In realtà non è affatto così. Diciamolo chiaramente: boschi e foreste non sono semplici cataste di legna a disposizione di motoseghe e caldaie. Si tratta di ecosistemi complessi che hanno una valenza in sé, in termini di conservazione del territorio e in qualità di serbatoi di biodiversità e fornitori di servizi ecosistemici fondamentali, primo fra tutti il sequestro di anidride carbonica dall’atmosfera. Al contrario, quando bruciamo legna riemettiamo istantaneamente quella stessa anidride carbonica che la pianta aveva assorbito e fissato nel corso di tutto il suo ciclo vitale, oltre a produrre una notevole quantità di PM2,5, il particolato sottile che riesce a penetrare in profondità nelle nostre vie aeree, favorendo malattie respiratorie e provocando un numero elevato di morti premature. In effetti, sembra esserci una correlazione diretta fra il taglio dei boschi e l’aumento di determinate patologie, comprese le epidemie che ciclicamente colpiscono vari angoli del globo e di cui l’attuale Covid-19 è l’esempio più lampante.
Non va poi dimenticato l’aspetto geomorfologico: la vegetazione è fondamentale per la salvaguardia del territorio e la prevenzione del dissesto idrogeologico, a partire dal livello delle chiome, che contribuiscono in modo determinante ad attenuare l’impatto dei fenomeni atmosferici, fino al livello delle radici, che compattano il terreno e frenano dilavamento e movimenti franosi. All’opposto, un terreno disboscato lascia correre quantità d’acqua superiori e con maggiore velocità, aumentando sensibilmente il rischio di alluvioni.

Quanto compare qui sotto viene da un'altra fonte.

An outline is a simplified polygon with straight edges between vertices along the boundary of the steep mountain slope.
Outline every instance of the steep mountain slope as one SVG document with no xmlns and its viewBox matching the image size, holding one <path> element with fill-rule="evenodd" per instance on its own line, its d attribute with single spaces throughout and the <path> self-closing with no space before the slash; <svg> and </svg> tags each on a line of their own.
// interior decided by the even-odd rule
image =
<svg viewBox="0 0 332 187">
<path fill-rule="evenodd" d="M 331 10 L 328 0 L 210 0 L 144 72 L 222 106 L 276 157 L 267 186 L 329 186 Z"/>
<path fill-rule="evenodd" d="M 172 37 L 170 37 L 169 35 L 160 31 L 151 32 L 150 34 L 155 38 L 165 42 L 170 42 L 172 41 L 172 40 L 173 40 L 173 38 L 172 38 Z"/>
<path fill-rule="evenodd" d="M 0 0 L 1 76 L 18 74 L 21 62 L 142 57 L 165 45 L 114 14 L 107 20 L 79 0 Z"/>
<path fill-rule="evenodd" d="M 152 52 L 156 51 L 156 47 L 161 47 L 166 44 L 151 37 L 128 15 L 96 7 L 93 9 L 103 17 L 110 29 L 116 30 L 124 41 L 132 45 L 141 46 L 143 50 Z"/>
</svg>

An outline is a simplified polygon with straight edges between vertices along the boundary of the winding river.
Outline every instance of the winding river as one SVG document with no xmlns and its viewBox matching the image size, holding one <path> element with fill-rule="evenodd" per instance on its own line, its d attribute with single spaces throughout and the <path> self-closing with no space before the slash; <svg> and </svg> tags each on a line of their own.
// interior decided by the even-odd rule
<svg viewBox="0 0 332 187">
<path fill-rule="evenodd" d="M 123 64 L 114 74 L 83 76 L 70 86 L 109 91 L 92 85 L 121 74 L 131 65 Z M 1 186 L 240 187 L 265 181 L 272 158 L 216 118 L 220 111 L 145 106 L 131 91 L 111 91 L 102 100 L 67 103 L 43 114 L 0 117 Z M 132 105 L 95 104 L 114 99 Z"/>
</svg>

Per ridurre le probabilità di catastrofi ambientali e contenere le emissioni di anidride carbonica, occorre dunque preservare le superfici boscose, ponendo la massima attenzione a una loro gestione sostenibile, che consenta di sfruttare questa risorsa per la filiera del legno o per la produzione di energia senza intaccare irreparabilmente questi ecosistemi, fondamentali per la tutela della fauna selvatica, del territorio e, in definitiva, anche del nostro benessere.